A Découvrir: La fabrique des pandémies de Marie Monique Robin


Préserver la biodiversité, un impératif pour la santé planétaire

En 1962 Rachel Carson (1907-1964), biologiste, publiait «Le Printemps Silencieux», la traduction française nous parvint en 1968. Bien que vilipendé par une classe d’irréductibles promoteurs de pratiques mortifères dans l’agriculture et l’industrie, l’ouvrage eu un énorme retentissement. Outre le fait qu’il entraîna l’interdiction du DDT aux États Unis en 1972, il ouvrit la voie d’une écologie consciente de l’impact de l’activité humaine sur tout l’écosystème.
Il n’a malheureusement pas ouvert tous les esprits, ainsi en 2020, un triste représentant de cette classe politique hautaine et ignare déclarait : «voir un lien entre pollution de l’air, la biodiversité et le Covid-19 relève du surréalisme, pas de la science» (Express du 30/3/2020). L’auteur de cette sentence dévoilant un mépris certain, Luc Ferry, ne fut pas moins ministre de l’Éducation Nationale et de la Recherche. Marie Monique Robin a interviewé pas moins de soixante deux scientifiques qui assurent et prouvent par leurs travaux que, comme le dit Shahid Nacem, professeur d’écologie à Columbia, «les humains ne peuvent pas vivre en l’absence d’écosystèmes sains et de biodiversité». 
Tous dressent un tableau terrifiant de l’état de la planète Terre. Tous sans exception avaient prédit une telle crise sanitaire, certains s’étonnent même qu’elle ne soit pas plus violente. Tous avaient alerté les politiques au pouvoir, les avaient informés sur l’état de leurs travaux, et avaient délivré avertissements et préconisations. «On savait. Sur tous les continents, en effet, des scientifiques de différentes disciplines (infectiologues, parasitologues, écologues, géographes, mathématiciens, démographes, ethnobotanistes, médecins, vétérinaires, etc.) ont montré que le meilleur antidote contre l’émergence de maladies infectieuses est la préservation de la biodiversité. Ils ont identifié les mécanismes à l’œuvre, comme l’« effet dilution » grâce auquel une riche biodiversité locale a un effet régulateur sur la prévalence et la virulence des agents pathogènes, dont l’activité est maintenue à bas bruit dans les écosystèmes équilibrés.
On savait. Mais les politiques font la sourde oreille, en continuant de promouvoir une vision techniciste et anthropocentrée de la santé, qui fait la part belle aux intérêts des multinationales pharmaceutiques et de l’agrobusiness...»

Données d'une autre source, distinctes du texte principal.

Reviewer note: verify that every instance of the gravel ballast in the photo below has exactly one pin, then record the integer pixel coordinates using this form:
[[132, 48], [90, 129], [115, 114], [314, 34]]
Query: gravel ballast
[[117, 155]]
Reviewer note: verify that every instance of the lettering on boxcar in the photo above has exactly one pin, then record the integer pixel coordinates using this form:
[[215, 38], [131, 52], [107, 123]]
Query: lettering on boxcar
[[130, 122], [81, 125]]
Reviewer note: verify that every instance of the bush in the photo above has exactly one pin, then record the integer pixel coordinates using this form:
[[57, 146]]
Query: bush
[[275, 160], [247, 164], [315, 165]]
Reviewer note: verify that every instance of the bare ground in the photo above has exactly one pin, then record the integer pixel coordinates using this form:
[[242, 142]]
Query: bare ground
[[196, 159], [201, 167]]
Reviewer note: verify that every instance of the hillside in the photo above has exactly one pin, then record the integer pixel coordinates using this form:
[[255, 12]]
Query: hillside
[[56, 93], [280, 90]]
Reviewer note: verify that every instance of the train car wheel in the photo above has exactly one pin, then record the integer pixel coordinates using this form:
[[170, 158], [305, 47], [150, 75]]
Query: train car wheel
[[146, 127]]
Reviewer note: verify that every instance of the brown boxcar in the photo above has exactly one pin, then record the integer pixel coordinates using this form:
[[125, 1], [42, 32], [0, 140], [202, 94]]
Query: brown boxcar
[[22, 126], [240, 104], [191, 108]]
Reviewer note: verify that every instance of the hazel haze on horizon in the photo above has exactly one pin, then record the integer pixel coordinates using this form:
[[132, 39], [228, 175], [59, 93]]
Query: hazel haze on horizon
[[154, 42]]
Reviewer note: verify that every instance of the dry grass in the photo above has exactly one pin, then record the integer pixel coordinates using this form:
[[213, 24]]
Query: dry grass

La plupart des scientifiques contactés par M. M. Robin, sur les recommandations de Serge Morand, écologue et biologiste de l’évolution, spécialiste en écologie parasitaire, ont des activités pluridisciplinaires et ont une vision globale . La propagation des virus n’est pas dû au hasard mais à l’activité humaine et aux structures de nos sociétés : déforestation, élevages intensifs, monocultures, globalisation, développement urbain... Depuis de nombreuses années des recherches sont menées sur les primates, les chauves souris, sur les écosystèmes fragilisés ou détruits... les conclusions sont sans appel. Ainsi Serge Morand déclare : « la solution n’est donc pas de se préparer au pire d’une prochaine pandémie, mais de l’éviter en s’attaquant aux causes, c’est-à-dire aux dysfonctionnements des relations entre les humains et les non-humains, dont les animaux domestiques et la faune sauvage. La mobilité globale des marchandises, des produits de l’agriculture, du capital, des humains comme des connaissances dans un monde de plus en plus urbanisé doit se repenser en considérant que la biodiversité, l’agriculture, la diversité culturelle, mais aussi la justice sociale, économique et sanitaire sont des biens pour les citoyens et leurs communautés. Le futur commun que nous voulons nous oblige à réorienter les relations actuelles de nos sociétés à notre environnement naturel. C’est un appel pour fonder une social-écologie de la santé et du bien vivre ensemble...»
Les témoignages de tous ces scientifiques, bien qu’anxiogènes, donnent des éléments de compréhension sur les évènements actuels et présentent des ébauches de modèles à mettre en action pour sortir du marasme et des risques d’effondrement. Le mathématicien Safa Motesharrei résume parfaitement la situation : «nul besoin d’être fort en maths pour comprendre qu’une croissance quantitative illimitée -toujours plus de production et plus de consommation- sur une planète limitée en termes de ressources et de capacité d’absorption des déchets est mathématiquement impossible. En revanche je ne vois pas de limite à la croissance de la créativité, de l’intelligence, de la santé physique et mentale ou de la qualité de vie.